Linear Regression: Formula Derivation

Originally Derived Formula

Suppose variable \(x\) and \(y\) follows a straight-line relationship, which can be described as:

\[y = \beta_0^* + \beta_1^* x + \epsilon\]

where zero-mean random variable \(\epsilon\) has a constant variance:

\[\begin{split}\mathrm{E} \left[ \epsilon \right] &= 0 \\ \mathrm{Var} \left[ \epsilon \right] &= \sigma_{\epsilon}^2\end{split}\]

We use the hypothesis model to get the prediction \(\hat{y}\):

\[\hat{y} = \beta_0 + \beta_1 x\]

We aim to find the slope (\(\beta_1\)) that minimizes the residual sum of squares (RSS):

\[\begin{split}\mathrm{RSS} &= \sum_{i=1}^n (y_i - \hat{y}_i)^2 \\ &= \sum_{i=1}^n (y_i - \beta_1 x_i - \beta_0)^2\end{split}\]

where \(\{ (x_i, y_i) \}_{i=1}^n\) is the dataset.

To find the minimum value of \(\mathrm{RSS}\), we take the derivative w.r.t \(\beta_0\) and \(\beta_1\) and set to \(0\):

\[\begin{split}\begin{cases} \frac{\partial}{\partial \beta_0} \mathrm{RSS} = \sum_{i=1}^n -2 (y_i - \beta_1 x_i - \beta_0) = 0 \\ \frac{\partial}{\partial \beta_1} \mathrm{RSS} = \sum_{i=1}^n 2 (y_i - \beta_1 x_i - \beta_0) (-x_i) = 0 \end{cases}\end{split}\]

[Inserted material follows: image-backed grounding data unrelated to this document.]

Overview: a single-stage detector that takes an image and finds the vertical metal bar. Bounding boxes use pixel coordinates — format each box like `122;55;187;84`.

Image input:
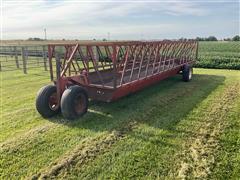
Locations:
56;53;61;82
160;43;169;72
184;42;192;63
14;46;20;69
173;42;184;67
42;46;47;71
174;42;185;65
103;46;108;67
135;45;143;71
120;46;130;86
183;42;194;64
48;45;54;81
88;46;105;86
166;43;175;70
137;44;149;79
129;45;140;82
167;42;178;69
77;47;88;71
145;45;154;77
178;42;188;65
11;46;14;58
188;42;194;62
151;44;160;74
21;47;27;74
195;41;199;61
62;45;68;70
97;46;105;70
105;46;113;68
73;50;81;73
70;54;77;75
55;52;61;109
68;46;73;76
36;46;40;66
112;45;117;89
157;43;167;73
25;46;28;62
186;42;193;63
162;43;174;71
183;42;189;64
119;46;128;70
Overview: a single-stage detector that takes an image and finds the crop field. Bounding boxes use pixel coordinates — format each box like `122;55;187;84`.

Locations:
0;41;240;179
196;41;240;69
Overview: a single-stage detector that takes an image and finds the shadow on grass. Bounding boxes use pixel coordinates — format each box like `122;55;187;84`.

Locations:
48;74;225;135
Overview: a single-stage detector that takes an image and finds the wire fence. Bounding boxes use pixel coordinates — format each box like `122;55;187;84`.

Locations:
0;45;48;73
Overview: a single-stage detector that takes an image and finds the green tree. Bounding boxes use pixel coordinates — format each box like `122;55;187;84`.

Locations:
207;36;217;41
232;35;240;41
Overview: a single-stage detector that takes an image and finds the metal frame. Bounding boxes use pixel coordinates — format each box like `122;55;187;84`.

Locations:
48;40;198;103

Find the value of \(\beta_0\):

\[\begin{split}0 &= \sum_{i=1}^n -2 (y_i - \beta_1 x_i - \beta_0) \\ &= \sum_{i=1}^n (y_i - \beta_1 x_i - \beta_0) \\ &= \sum_{i=1}^n y_i - \sum_{i=1}^n \beta_1 x_i - \sum_{i=1}^n \beta_0 \\ &= n \bar{y} - n \beta_1 \bar{x} - n \beta_0 \\ &= \bar{y} - \beta_1 \bar{x} - \beta_0\end{split}\]
\[\therefore \beta_0 = \bar{y} - \beta_1 \bar{x}\]
\[\tag*{$\blacksquare$}\]

Find the value of \(\beta_1\):

\[\begin{split}0 &= \sum_{i=1}^n (- x_i y_i + \beta_1 x_i^2 + \beta_0 x_i) \\ &= \sum_{i=1}^n (- x_i y_i + \beta_1 x_i^2 + \bar{y} x_i - \beta_1 \bar{x} x_i)\end{split}\]
\[\begin{split}\therefore \beta_1 &= \frac{\sum_{i=1}^n (x_i y_i - \bar{y} x_i)} {\sum_{i=1}^n (x_i^2 - \bar{x} x_i)} \\ &= \frac{\sum_{i=1}^n x_i y_i - \bar{y} \sum_{i=1}^n x_i} {\sum_{i=1}^n x_i^2 - \bar{x} \sum_{i=1}^n x_i} \\ &= \frac{ \sum_{i=1}^n x_i y_i - n \bar{x} \bar{y} } { \sum_{i=1}^n x_i^2 - n \bar{x}^2 }\end{split}\]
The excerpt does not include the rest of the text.